# Wowsers... look at this!



## El Gato Loco (Jan 15, 2010)

This is crazy.....

http://www.youtube.com/watch?=7bqEGwVfWMs


----------



## paraguayguy (Feb 5, 2010)

Great video. Thanks for sharing.


----------



## 223 WSSM (Jan 25, 2010)

thats is great.


----------



## Bigdrowdy1 (Jan 29, 2010)

Must never have heard of rabies.Tip-- try using a forked stick or a piece of barbbed wire twisted up in the fur to extract animals from holes.

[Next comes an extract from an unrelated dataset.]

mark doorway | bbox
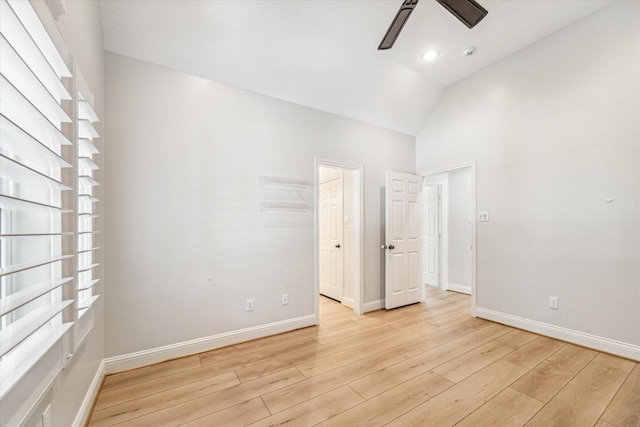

Works great on bushy tails and raccoons.Though never extracted live animals not sure want too.


----------



## Stink finger (Feb 6, 2010)

DUMB *** was the first thing that came to mind


----------



## wilded (Feb 10, 2010)

I hope all you guys are smarter than that!


----------



## Payson Outfitters (Feb 24, 2010)

Hello! is all I can say!


----------



## dogstuffer (Feb 19, 2010)

some people are just born a coulpe cookies short of a full batch. these ones just happen to be from the batch.


----------



## rong (Feb 24, 2010)

this definatly falls into the (kids dont try this at home)catagory,,lol


----------



## vmaster59 (Mar 3, 2010)

Should've had more respect for the coyote. I hope they carry one of these with them.

View attachment 191


Clint


----------



## El Gato Loco (Jan 15, 2010)

vmaster59 said:


> Should've had more respect for the coyote. I hope they carry one of these with them.
> 
> View attachment 191
> 
> ...


No kidding! Check this one out: http://www.predatortalk.com/predator-hunting/59-physicians-alert-card-print-put-your-wallet.html


----------



## vmaster59 (Mar 3, 2010)

Yes everyone should keep one with them.

Check this one out: http://westtxvarminthunting.ning.com/forum/topics/health-tip

Clint


----------



## Big Dawg (Feb 25, 2010)

I have to agree with Stink Finger on this one !


----------



## Rhasputin (Mar 4, 2010)

Holy hell. What dumb *****.


----------



## swamper (Mar 4, 2010)

Just goes to show you some hunters will do about anything


----------



## marcwa (Feb 23, 2010)

Don't think that is very smart or sportsman like. It is one thing to call one in it is another to grab the thing out of a hole while he is sleeping. Where is the sport in that. Well one thing is is that if they keep that they are bound to get some payback by one yote sooner or later.


----------



## El Gato Loco (Jan 15, 2010)

marcwa said:


> Don't think that is very smart or sportsman like. It is one thing to call one in it is another to grab the thing out of a hole while he is sleeping. Where is the sport in that. Well one thing is is that if they keep that they are bound to get some payback by one yote sooner or later.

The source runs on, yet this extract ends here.